Home buying is both an overwhelming and a satisfying decision. It is enabled by home loans in most cases, unlike earlier days where people used to save money for years before they bought a home. Your home loan eligibility can go up substantially if it is a joint home loan, which might help you in buying a bigger or better house. We tell you all you need to know about joint home loans.
Home loan eligibility is not the only benefit of taking home loan with your family member. There are a number of other benefits and some limitations as well on borrowing money together. Since there is not much material available on this subject, we have put together a fact sheet on taking a joint home loan.
Following are the 6 most important facts of joint home loans:
Co-Applicants: What is the definition of Co-applicant? This is the most common question one asks. A co-applicant is the person who jointly takes a loan along with you. It is important to understand the difference between a co-applicant and a co-owner. A co-owner includes all the owners of the property. Banks insist that all co-owners be necessarily co-applicants. Hence, all co-applicants may not be co-owners but all co-owners have to necessarily be co-applicants. A co-applicant can be your spouse, parent, sibling or child.

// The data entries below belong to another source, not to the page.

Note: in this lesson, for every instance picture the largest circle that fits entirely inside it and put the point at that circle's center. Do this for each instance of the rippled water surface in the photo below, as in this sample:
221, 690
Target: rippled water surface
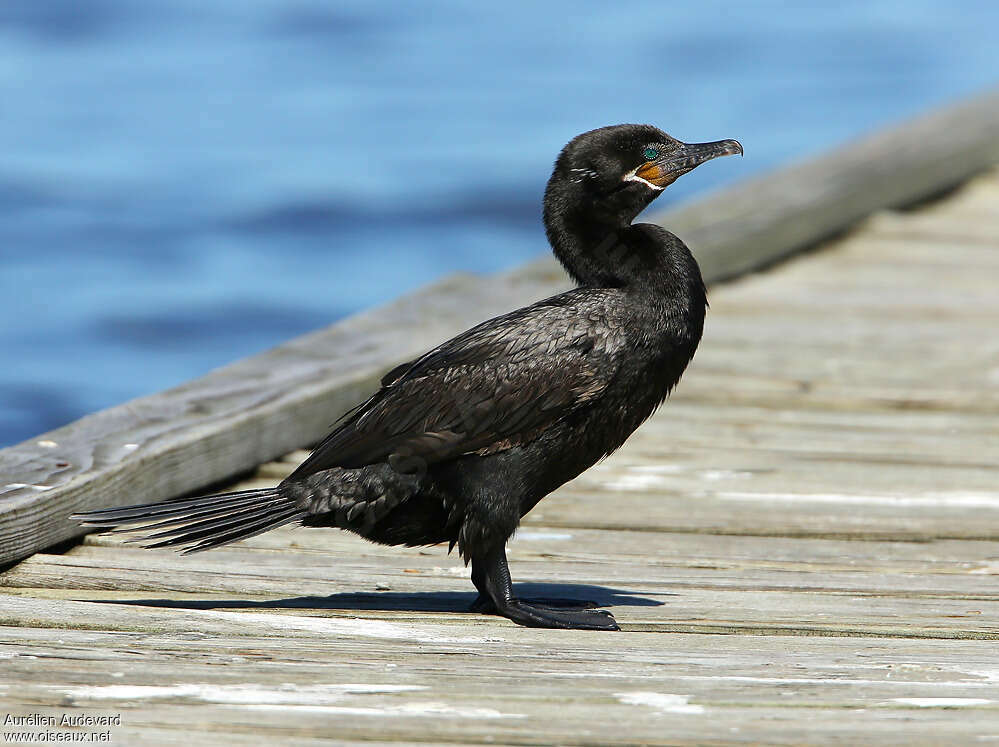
186, 183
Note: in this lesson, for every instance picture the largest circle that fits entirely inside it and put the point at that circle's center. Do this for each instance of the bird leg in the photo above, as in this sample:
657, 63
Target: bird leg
491, 576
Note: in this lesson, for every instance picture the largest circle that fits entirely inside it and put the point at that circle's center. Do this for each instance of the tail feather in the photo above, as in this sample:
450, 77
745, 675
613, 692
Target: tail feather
201, 523
110, 517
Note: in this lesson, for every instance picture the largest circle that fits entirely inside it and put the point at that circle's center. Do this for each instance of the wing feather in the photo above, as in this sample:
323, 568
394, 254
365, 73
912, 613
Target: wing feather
495, 386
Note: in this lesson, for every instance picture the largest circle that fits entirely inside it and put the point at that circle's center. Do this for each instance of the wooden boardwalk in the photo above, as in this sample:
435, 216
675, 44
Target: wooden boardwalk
802, 546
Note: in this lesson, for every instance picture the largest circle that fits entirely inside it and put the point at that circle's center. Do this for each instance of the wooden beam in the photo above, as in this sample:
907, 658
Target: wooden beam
216, 426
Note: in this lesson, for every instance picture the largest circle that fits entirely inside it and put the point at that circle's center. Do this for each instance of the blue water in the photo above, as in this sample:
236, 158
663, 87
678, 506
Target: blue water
183, 183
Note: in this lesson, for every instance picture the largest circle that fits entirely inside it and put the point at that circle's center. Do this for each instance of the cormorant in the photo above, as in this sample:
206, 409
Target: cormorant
457, 445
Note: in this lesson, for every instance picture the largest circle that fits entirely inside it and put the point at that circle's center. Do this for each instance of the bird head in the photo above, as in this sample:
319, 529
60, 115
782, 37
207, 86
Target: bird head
622, 168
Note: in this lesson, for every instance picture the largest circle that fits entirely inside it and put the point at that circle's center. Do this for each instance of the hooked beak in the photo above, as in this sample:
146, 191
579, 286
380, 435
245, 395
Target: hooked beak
668, 168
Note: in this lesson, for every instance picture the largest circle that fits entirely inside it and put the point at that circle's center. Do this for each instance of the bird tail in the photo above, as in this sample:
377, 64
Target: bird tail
198, 524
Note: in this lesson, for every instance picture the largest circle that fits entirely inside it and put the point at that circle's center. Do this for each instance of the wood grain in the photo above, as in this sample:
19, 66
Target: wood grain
214, 427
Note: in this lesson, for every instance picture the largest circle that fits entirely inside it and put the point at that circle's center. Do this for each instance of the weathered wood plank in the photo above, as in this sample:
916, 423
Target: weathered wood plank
303, 678
173, 442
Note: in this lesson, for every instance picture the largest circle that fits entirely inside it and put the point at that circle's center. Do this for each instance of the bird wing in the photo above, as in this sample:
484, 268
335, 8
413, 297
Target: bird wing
498, 385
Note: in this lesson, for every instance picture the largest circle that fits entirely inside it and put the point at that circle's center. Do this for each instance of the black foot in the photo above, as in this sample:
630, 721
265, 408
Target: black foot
545, 617
484, 605
491, 577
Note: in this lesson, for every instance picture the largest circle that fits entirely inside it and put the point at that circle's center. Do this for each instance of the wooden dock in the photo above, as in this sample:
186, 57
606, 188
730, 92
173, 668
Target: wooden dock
801, 546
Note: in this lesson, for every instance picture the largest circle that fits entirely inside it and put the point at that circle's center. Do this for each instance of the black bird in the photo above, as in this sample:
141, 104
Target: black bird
459, 444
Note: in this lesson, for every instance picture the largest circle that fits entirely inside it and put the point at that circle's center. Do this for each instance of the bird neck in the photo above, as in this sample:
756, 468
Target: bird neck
603, 249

Paperwork: In case of a joint home loan, both the applicants have to submit all documents required for processing the loan such as, copy of Permanent Account Number (PAN), address proof, income proof, bank statements and documents relating to the property.
Loan eligibility: Increase in the loan eligibility is one of the biggest benefits of a joint home loan. The lenders will consider the income of all the applicants thereby, increasing the loan eligibility value.
Repayment liability: When you are a co-applicant, the lender also makes you liable to repay the loan amount. So, the responsibility of repaying the loan is also on the shoulder of the co-applicant. If one of the borrowers fail to pay, the responsibility of footing the equated monthly installment (EMI) automatically shifts to the other borrower.
Tax benefits: When you are equally responsible for repaying the loan, it is but logical that you get to enjoy the tax benefits as well. Under Section 80C of the Income Tax Act (IT-Act), a home loan borrower is eligible for tax benefit of the principal re-payment of up to Rs 1 lakh and Rs 1.5 lakh of interest re-payment under Section 24 of the same act. In case of a joint home loan, both applicants are eligible to enjoy these benefits proportionate to the extent of contribution towards re-payment.
Cibil score: This is the most important part where you are considering higher loan eligibility as the main reason of availing a joint home loan. If all the applicants in a joint home loan have a good Cibil score, then it is a cake walk to get the loan approval. If one of the applicants has a bad Cibil score then the lenders do not consider his/her income to increase eligibility, but the lenders do make exceptions in certain cases. Considering the income of a person who has a bad Cibil score is completely at the discretion of the lender.
So, it is important to understand that joint home loans do come with a great deal of benefits along with proportionate liabilities. So if you want to enhance your loan eligibility, approach your blood relatives but make sure you have a clear strategy to repay the higher loan amount on time.